Godfrey, who recently returned from a visit to Iraq and Syria, cited local partners who say the terrorist group is “actively seeking to exploit that economic situation to reconstitute presence, or to try to reconstitute presence, in areas hardest hit by the economic downturn.”

Iraq declared victory over the Sunni terrorist group in December 2017, but the group is still waging a low-level insurgency in the rural, mountainous parts of northern and western Iraq. The group is also suspected of several bombings in Baghdad this year.

IS is also territorially defeated in Syria but has carried out small-scale attacks on regime forces or areas held by the US-backed Syrian Democratic Forces (SDF). After the fall of the last IS stronghold in Baghouz in March 2019, thousands of captured fighters and their families were transferred to makeshift camps and detention centers run by the SDF.

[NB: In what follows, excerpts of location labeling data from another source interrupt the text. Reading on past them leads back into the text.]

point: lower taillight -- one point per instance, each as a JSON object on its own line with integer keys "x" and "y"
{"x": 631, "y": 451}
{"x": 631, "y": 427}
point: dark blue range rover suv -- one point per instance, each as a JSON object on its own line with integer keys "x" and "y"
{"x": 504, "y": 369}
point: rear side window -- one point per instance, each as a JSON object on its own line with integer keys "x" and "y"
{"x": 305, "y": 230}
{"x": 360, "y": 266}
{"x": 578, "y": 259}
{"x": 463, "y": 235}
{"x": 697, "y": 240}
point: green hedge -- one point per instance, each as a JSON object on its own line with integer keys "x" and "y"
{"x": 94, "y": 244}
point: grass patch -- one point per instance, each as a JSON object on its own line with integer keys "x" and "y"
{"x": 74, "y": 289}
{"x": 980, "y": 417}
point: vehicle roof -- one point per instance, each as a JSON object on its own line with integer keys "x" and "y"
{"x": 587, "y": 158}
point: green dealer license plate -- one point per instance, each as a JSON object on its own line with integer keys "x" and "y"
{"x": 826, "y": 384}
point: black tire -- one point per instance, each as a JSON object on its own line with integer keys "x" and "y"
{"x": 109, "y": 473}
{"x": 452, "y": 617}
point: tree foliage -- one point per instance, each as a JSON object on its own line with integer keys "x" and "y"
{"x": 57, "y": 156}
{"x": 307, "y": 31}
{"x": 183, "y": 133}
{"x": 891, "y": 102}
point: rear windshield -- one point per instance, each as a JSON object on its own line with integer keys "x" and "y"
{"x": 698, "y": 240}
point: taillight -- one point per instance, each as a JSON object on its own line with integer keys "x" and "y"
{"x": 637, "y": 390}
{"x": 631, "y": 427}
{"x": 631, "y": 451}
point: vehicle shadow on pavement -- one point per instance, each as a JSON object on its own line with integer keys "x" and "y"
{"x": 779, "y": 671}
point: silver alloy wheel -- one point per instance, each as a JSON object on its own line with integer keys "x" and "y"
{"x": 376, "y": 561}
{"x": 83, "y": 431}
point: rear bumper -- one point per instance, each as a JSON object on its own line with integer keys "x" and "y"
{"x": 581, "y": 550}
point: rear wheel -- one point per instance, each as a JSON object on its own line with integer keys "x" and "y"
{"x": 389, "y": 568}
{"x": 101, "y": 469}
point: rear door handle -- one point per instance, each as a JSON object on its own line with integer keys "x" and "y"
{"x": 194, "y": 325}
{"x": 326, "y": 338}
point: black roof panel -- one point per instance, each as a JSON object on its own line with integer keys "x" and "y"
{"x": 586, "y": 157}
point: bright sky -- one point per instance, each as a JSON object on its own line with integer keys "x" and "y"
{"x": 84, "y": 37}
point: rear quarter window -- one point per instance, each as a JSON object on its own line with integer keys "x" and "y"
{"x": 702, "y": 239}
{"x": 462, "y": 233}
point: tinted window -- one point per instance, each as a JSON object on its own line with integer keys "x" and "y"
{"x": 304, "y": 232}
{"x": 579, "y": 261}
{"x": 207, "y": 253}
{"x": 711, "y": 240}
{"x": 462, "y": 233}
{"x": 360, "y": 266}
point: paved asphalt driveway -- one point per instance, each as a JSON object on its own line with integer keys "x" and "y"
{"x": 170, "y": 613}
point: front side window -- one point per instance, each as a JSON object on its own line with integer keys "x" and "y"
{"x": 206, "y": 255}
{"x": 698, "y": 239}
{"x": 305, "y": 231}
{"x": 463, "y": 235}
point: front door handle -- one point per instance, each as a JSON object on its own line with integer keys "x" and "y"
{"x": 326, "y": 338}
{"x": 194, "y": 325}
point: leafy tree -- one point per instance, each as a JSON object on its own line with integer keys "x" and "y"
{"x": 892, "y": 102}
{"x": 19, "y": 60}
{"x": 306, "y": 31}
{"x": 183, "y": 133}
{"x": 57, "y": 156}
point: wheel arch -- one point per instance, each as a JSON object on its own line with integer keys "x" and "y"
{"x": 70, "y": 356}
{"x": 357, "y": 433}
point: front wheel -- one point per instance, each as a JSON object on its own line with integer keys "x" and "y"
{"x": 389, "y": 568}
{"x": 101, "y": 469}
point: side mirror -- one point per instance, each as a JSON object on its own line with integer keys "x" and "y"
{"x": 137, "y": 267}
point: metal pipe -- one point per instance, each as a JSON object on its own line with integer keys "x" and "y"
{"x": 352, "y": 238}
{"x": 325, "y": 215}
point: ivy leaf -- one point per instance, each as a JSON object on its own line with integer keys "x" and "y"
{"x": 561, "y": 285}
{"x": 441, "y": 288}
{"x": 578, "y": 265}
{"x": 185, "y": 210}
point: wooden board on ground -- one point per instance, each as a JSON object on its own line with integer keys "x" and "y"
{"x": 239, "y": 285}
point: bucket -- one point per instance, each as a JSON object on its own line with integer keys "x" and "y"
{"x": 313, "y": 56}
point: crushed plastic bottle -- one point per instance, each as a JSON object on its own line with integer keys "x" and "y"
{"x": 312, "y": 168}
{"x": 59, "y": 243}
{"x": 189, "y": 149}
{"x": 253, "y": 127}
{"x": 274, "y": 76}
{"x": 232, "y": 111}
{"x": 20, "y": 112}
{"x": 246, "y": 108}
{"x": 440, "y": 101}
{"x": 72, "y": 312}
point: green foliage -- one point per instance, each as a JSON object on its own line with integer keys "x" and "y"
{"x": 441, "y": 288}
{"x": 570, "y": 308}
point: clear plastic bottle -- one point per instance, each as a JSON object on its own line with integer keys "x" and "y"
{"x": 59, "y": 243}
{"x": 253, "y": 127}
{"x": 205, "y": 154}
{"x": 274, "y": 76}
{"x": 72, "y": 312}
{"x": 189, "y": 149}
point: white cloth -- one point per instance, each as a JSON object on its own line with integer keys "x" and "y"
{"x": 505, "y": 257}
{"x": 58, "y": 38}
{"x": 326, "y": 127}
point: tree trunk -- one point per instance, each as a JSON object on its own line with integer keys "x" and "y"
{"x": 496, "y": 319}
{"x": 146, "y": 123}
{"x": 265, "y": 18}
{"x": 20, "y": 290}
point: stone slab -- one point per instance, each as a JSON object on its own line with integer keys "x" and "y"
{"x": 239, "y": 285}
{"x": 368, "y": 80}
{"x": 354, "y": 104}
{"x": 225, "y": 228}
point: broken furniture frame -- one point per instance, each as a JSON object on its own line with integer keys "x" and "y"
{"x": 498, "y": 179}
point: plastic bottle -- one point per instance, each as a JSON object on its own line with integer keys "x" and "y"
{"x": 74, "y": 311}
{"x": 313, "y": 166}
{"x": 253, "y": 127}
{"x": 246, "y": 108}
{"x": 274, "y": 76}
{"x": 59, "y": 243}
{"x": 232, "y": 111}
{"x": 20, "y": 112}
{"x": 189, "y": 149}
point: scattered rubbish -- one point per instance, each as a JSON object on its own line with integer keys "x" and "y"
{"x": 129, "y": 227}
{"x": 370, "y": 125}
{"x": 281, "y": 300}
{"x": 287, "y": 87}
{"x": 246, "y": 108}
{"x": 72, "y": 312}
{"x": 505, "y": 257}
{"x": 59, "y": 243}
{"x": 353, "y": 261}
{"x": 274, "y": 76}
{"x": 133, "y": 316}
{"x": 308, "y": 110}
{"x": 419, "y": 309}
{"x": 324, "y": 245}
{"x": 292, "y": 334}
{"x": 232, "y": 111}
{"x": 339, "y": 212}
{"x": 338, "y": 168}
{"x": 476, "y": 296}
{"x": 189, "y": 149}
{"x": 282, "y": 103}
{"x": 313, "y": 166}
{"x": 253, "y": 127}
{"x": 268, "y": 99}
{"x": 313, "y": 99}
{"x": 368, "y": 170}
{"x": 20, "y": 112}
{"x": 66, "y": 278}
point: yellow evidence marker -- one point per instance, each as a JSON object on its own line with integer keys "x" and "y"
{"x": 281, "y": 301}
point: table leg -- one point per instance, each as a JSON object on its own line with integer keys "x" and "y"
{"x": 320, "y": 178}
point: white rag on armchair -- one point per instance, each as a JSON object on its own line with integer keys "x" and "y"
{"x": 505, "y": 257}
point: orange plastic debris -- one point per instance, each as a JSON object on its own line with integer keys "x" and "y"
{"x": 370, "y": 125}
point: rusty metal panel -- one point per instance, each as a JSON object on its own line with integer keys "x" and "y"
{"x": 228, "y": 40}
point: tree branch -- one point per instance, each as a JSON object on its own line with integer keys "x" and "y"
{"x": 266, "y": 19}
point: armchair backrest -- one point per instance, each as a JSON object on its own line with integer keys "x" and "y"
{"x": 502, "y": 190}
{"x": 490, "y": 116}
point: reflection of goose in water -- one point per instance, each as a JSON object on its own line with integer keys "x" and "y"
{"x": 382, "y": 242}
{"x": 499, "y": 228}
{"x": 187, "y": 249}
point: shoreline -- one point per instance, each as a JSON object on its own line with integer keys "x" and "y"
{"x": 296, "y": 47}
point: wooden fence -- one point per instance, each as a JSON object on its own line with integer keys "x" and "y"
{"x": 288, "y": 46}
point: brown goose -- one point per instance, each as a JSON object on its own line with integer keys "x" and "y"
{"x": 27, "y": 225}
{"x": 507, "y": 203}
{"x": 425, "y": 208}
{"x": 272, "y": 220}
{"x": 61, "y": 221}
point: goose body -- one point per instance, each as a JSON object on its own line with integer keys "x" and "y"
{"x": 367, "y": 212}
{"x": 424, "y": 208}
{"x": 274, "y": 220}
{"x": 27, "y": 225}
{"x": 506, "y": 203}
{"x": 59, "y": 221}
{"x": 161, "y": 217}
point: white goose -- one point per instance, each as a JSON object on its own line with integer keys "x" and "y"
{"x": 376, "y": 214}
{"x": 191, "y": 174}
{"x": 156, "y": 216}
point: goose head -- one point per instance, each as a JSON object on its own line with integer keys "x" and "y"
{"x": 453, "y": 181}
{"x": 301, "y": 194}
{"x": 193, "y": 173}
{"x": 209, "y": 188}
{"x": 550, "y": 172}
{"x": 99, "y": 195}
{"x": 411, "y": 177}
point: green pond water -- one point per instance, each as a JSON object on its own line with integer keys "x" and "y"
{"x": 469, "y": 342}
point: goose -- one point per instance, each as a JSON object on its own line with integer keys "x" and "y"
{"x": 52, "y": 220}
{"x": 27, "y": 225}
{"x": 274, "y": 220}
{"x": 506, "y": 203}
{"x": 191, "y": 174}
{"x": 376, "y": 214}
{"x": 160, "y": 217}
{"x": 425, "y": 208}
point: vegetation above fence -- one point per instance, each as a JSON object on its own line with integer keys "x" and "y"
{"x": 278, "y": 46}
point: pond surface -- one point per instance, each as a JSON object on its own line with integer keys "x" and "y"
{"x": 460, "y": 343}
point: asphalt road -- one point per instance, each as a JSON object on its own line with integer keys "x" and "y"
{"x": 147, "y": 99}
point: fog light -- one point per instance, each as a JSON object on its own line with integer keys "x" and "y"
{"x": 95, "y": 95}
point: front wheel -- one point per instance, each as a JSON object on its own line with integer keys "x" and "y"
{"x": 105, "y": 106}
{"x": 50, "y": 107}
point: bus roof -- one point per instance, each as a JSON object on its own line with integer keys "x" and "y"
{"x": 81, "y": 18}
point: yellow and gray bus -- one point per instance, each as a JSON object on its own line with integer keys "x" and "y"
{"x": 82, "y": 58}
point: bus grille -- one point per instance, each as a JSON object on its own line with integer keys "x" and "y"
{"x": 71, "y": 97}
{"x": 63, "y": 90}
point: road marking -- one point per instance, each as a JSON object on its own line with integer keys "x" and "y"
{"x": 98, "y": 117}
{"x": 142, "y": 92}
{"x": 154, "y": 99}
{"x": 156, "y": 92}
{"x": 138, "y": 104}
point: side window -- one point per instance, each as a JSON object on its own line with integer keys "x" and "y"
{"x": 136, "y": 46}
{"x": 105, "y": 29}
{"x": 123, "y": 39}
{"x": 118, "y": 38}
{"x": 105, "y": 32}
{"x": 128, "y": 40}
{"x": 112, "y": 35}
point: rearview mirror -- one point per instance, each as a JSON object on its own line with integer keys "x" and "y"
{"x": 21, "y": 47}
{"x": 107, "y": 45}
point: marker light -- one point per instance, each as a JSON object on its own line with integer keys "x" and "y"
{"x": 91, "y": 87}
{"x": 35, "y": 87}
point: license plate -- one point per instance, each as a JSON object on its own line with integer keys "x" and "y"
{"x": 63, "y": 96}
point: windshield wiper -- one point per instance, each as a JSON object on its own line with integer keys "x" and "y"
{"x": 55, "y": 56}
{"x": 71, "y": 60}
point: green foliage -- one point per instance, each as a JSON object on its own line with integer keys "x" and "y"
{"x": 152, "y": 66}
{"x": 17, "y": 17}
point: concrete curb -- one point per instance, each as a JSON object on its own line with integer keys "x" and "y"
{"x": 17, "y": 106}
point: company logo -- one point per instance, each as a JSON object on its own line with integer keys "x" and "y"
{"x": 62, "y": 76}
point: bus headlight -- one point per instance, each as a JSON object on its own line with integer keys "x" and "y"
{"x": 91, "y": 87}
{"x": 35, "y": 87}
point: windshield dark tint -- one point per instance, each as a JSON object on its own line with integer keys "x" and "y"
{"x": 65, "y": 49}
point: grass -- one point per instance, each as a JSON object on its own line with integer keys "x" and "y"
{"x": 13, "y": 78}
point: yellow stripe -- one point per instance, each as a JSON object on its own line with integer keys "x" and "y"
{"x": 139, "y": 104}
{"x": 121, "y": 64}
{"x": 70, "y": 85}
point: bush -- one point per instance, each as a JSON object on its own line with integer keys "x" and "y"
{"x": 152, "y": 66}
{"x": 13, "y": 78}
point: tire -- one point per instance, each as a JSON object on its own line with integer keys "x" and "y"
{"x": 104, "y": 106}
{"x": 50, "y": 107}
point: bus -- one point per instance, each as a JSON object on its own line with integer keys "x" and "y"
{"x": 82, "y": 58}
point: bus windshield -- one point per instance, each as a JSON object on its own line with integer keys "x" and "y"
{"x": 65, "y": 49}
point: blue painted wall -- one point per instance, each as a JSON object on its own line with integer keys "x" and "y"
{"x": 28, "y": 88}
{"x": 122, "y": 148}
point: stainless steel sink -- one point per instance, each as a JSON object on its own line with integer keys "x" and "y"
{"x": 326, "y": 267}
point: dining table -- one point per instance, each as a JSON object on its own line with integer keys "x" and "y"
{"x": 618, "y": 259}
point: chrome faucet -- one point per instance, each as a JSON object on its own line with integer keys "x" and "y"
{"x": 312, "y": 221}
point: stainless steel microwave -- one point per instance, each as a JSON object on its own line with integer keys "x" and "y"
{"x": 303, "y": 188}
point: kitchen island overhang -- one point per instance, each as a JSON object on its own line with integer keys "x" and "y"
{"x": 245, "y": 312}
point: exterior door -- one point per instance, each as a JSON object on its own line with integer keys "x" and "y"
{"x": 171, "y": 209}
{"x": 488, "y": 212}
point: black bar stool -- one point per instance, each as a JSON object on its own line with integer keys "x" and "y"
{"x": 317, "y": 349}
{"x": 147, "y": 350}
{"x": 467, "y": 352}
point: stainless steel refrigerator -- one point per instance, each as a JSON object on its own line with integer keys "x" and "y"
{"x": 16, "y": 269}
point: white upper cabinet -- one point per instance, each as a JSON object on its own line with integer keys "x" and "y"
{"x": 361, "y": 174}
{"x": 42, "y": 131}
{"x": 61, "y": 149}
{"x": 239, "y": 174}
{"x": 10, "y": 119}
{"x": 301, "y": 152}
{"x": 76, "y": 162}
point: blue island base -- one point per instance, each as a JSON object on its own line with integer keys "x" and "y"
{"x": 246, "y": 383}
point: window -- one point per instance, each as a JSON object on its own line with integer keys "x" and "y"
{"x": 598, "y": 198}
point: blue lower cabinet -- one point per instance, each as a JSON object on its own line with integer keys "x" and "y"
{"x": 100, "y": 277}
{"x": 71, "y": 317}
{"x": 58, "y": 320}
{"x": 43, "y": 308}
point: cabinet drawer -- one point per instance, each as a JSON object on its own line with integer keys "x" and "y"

More than two years later, the remaining prisoners and some residents of the camps “constitute a potential threat to security in the region and beyond.” The estimated 43,000 men, women and children housed by the Kurdish-led SDF are placing a major strain on the local authorities, he added. Human rights groups have repeatedly warned of the dire conditions in the camps and the potential for radicalization among impoverished residents.

On Monday, Secretary of State Antony Blinken pressed US allies to repatriate their citizens who are in the custody of the under-resourced, Kurdish-led SDF in northeast Syria. He described the detention of 10,000 suspected IS fighters, about 2,000 of whom are foreigners, as an “untenable” situation.

The United States has repatriated a total of 28 Americans to date, Godfrey said on Thursday. Of that group, 12 are adults and 10 have been prosecuted or are undergoing prosecution.